What we are going through now may be a temporary expedient, or it may be the new shape of daily life. We shouldn’t be too surprised if it proves to be the latter, because we have already accepted as ‘normal’ much of what we, and the official commentators on the pandemic, are pretending are anomalies: De-humanization.

Responses to the Covid-19  threat require the temporary loss of many of the things which still make life bearable, makes it human  – physical contact, the arts and entertainment,  social mobility. But the responses to the virus are,  in this sense,   caricatures of what is already happening, and like all caricatures, they  help  us see salient aspects of our society  that we overlook  or ignore. The pandemic has caused a gestalt shift, and what was the unnoticed background has become the focal ‘figure.’  

The face-mask is an especially explicit signifier of dehumanization, making manifest what has been latent (I promise this is my last post to mention face-masks!). A mask de-personalizes, and robs us of  a basic locus of expressiveness  -  the mouth -  in such an obvious fashion. So perhaps now we will recognize that it is only the new tip of the iceberg of de-humanization.

A supermarket or shopping mall  is already a horribly de-humanizing place, but now that everyone is by law obliged to wear masks (in Korea, anyway, but I guarantee, also very soon in a supermarket or shopping-mall near you) it becomes much more obvious. Or at least for as long as the face-mask is novel. But soon, it will have become as unremarkable as all the other de-humanizing aspects of modern shopping which we now accept as just part-and-parcel of ‘normal’, ‘convenient’ daily life.

Another example. The way in which the pandemic has forced more and more social interactions on-line. This form of communication was already de-humanized, in that it largely subtracts the body from social interaction. But now that a meeting between friends, a meeting of work colleagues, or a school or university class, must take place via Zoom or some such platform we can more readily recognize the blatant way in which the digital media impoverish human communication.

What I have said assumes, of course, that there is a prior concept of what it means to be healthily ‘human.’ Where does this concept come from?
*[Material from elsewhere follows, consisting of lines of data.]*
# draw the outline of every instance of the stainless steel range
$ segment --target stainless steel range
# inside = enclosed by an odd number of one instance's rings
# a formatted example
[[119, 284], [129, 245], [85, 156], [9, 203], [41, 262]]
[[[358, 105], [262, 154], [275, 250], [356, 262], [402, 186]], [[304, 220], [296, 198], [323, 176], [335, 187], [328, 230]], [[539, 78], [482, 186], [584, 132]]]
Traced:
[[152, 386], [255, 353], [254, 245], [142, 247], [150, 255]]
Some would say it is an ideological construct.  But I am increasingly convinced  that this is nonsense. We all instinctively know what it means to be ‘human’.   The problem is we live in a society that, for reasons much too complicated to consider here, seems hell-bent on an agenda of de-humanization.

But I don’t think we can cast this process in terms of conflict theory - of the oppressor and oppressed. Bizarre as it may seem, everyone get de-humanized in their own way. Perhaps the best way to describe the dynamics of de-humanization is to say that they are semi-autonomous. De-humanization has taken on a life of its own independent of any particular human agent. Maybe it’s a dehumanization ‘memeplex’, to use the terms of Richard Dawkins. If so, then Covid-19 is now part of its survival strategy.